Check out the book for in depth documentation.

How it works

Stilts uses a procedural derive macro on a struct to generate template rendering code which results in the template code being checked by the rust compiler for correctness.

A Quick Example

Here is what some rust code defining a template looks like

use stilts::Template;

#[derive(Template)] // This derive macro will generate the template rendering code
#[stilts(path = "index.html")] // based on the contents of the given template path
struct IndexPage<'a> {
    some_data: &'a str, // The fields on a struct are the variables 
}                       // you want to use in your template

Here is what index.html could look like

<!DOCTYPE html>
        <h1>My Index Page</h1>
        {% some_data %} <!--This will print some_data to the template here using 
                            the types implementaion of the Display trait-->

About Stilts Expressions

In Stilts an expression is made up of two variants single and block expressions. A single expression is anything inside the delimiters {%%}. Whereas a block expression has an opening single expression and a closing single expression with some kind of content in-between. For example:

{% for i in 0..10 %}
    This will be repeated 10 times
    {% i %}
    And I can put other expressions inside
{% end %}

Something you might notice if you have used Askama or Jinja before is that normally to render the value of something you have to use a different set of delimiters namely something like {{ some_data }}. But here in Stilts there is only one set of delimiters {% some_data %}.

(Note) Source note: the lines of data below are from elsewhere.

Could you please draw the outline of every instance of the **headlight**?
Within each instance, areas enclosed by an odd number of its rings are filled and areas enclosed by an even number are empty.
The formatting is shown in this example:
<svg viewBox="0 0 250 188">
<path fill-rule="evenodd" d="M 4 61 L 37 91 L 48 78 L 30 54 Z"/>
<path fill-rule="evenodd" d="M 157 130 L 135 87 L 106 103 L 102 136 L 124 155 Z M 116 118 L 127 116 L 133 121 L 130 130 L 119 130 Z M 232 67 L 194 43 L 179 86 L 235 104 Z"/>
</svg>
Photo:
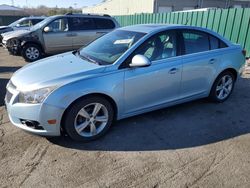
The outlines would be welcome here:
<svg viewBox="0 0 250 188">
<path fill-rule="evenodd" d="M 29 104 L 42 103 L 44 99 L 55 89 L 56 87 L 46 87 L 34 91 L 20 92 L 19 102 Z"/>
</svg>

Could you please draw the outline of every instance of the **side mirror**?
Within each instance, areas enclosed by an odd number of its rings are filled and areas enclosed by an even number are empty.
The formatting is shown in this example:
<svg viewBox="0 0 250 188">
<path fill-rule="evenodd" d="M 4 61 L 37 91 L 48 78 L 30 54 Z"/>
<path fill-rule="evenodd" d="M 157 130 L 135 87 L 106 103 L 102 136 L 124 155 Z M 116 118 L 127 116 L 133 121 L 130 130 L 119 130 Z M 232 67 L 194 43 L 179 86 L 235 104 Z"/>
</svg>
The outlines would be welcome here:
<svg viewBox="0 0 250 188">
<path fill-rule="evenodd" d="M 151 65 L 150 60 L 144 55 L 135 55 L 132 62 L 129 64 L 130 67 L 148 67 Z"/>
<path fill-rule="evenodd" d="M 51 29 L 50 29 L 50 27 L 46 26 L 46 27 L 43 29 L 43 31 L 44 31 L 45 33 L 48 33 L 48 32 L 51 31 Z"/>
<path fill-rule="evenodd" d="M 21 27 L 21 25 L 20 24 L 16 24 L 16 27 Z"/>
</svg>

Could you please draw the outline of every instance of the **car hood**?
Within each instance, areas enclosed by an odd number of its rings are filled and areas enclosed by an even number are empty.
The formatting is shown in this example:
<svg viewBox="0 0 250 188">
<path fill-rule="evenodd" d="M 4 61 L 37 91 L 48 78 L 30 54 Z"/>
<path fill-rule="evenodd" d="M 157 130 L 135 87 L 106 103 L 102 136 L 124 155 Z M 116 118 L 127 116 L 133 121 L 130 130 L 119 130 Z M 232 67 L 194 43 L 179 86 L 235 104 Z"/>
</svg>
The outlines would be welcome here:
<svg viewBox="0 0 250 188">
<path fill-rule="evenodd" d="M 22 37 L 24 35 L 30 34 L 31 31 L 29 30 L 15 30 L 15 31 L 10 31 L 7 33 L 3 33 L 2 37 L 4 40 L 9 40 L 11 38 L 18 38 L 18 37 Z"/>
<path fill-rule="evenodd" d="M 11 78 L 17 90 L 26 91 L 42 87 L 60 86 L 102 72 L 100 66 L 81 59 L 72 52 L 52 56 L 28 64 Z"/>
</svg>

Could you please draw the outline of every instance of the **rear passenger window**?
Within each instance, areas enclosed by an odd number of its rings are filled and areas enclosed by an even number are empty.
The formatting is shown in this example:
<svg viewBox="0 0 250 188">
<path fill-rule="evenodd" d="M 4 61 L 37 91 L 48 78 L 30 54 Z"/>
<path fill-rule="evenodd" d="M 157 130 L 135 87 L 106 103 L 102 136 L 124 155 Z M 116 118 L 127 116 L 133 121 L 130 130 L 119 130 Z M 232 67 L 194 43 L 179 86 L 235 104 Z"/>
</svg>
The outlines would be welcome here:
<svg viewBox="0 0 250 188">
<path fill-rule="evenodd" d="M 186 54 L 209 50 L 208 35 L 199 31 L 183 31 L 183 40 Z"/>
<path fill-rule="evenodd" d="M 110 19 L 94 18 L 97 29 L 114 29 L 115 24 Z"/>
<path fill-rule="evenodd" d="M 75 17 L 70 19 L 71 31 L 93 30 L 95 25 L 92 18 Z"/>
<path fill-rule="evenodd" d="M 215 50 L 215 49 L 219 49 L 219 48 L 226 48 L 227 45 L 221 41 L 220 39 L 210 35 L 209 36 L 210 39 L 210 50 Z"/>
<path fill-rule="evenodd" d="M 220 48 L 220 43 L 219 43 L 219 39 L 213 37 L 213 36 L 209 36 L 210 39 L 210 49 L 211 50 L 215 50 Z"/>
</svg>

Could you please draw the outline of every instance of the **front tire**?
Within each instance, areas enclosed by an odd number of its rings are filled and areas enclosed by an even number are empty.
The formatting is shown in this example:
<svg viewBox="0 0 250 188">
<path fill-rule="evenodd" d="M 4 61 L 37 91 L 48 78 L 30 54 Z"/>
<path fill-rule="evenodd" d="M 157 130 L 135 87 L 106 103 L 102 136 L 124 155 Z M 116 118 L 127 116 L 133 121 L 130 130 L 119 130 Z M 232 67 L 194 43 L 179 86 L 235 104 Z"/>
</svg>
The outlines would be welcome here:
<svg viewBox="0 0 250 188">
<path fill-rule="evenodd" d="M 214 102 L 224 102 L 232 94 L 235 76 L 230 71 L 222 72 L 215 80 L 209 98 Z"/>
<path fill-rule="evenodd" d="M 41 47 L 37 44 L 26 44 L 22 49 L 22 56 L 27 62 L 33 62 L 42 57 Z"/>
<path fill-rule="evenodd" d="M 114 118 L 114 109 L 102 97 L 87 97 L 75 102 L 65 113 L 63 127 L 77 141 L 92 141 L 104 135 Z"/>
</svg>

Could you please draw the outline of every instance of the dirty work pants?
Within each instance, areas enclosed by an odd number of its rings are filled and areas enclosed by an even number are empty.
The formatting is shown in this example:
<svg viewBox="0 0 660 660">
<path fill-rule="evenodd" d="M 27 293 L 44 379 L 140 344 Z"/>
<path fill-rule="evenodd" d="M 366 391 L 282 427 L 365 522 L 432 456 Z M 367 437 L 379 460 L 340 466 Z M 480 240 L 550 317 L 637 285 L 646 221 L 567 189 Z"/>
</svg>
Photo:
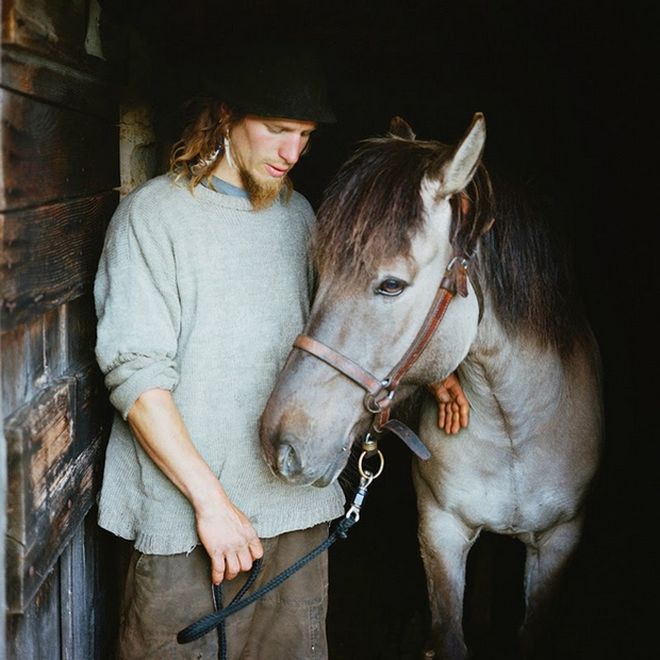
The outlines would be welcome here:
<svg viewBox="0 0 660 660">
<path fill-rule="evenodd" d="M 328 525 L 262 539 L 261 573 L 250 592 L 287 569 L 328 537 Z M 223 583 L 228 604 L 247 574 Z M 323 552 L 256 603 L 227 619 L 229 660 L 325 660 L 328 553 Z M 119 632 L 120 660 L 216 660 L 216 630 L 189 644 L 177 633 L 213 611 L 210 560 L 202 546 L 190 554 L 133 551 Z"/>
</svg>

So how do we determine when the user wants to render something or just write some code? Well the answer is by determining if the rust code inside the delimiters is an expression or a statement. In rust an expression always produces a value and a statement doesn't.

Therefore if as a user we want to write some code but not render it to the template all we have to do is add a semicolon. {% some_data; %} is a statement now not an expression which means Stilts will insert that into the template rendering code as code to run and not render it to the resulting template. This is familiar to many rust developers as it is the same way we can omit the return keyword inside of functions by just ending it with an expression.

What this also means is that you can put any arbitrary rust expression or statement inside of the delimiters. For example {% let myval = some_data.split(' ').filter(|s| s != "abcd"); %}. But you aren't limited to a single line either you can split them into as many lines as you want.

{% fn my_useful_func() {
    // do some stuff
} %}


  • The syntax is similar to Jinja but also more closely tied to rust
  • Utilize rust's type system to verify your code
  • Achieves performance comparable to Askama which is already very good
  • Good error messages and formatting especially with optional fancy feature
  • Works on stable rust

Supported Template Constructs

  • Inheritance
  • for loops
  • if/ else if /else
  • match expressions
  • includes statements
  • variables (as a result of allowing arbitrary rust expressions and statements)
  • useful extension traits imported into scope
  • Configurable Opt-out HTML escaping


  • Create a templating language that is both familiar to jinja users and rust developers
  • Have good error reporting and messages with useful error locations.

Other Stuff

In the tooling directory there is a work-in-progress tree-sitter parser implementation. If you know better how to get that working that would be super cool.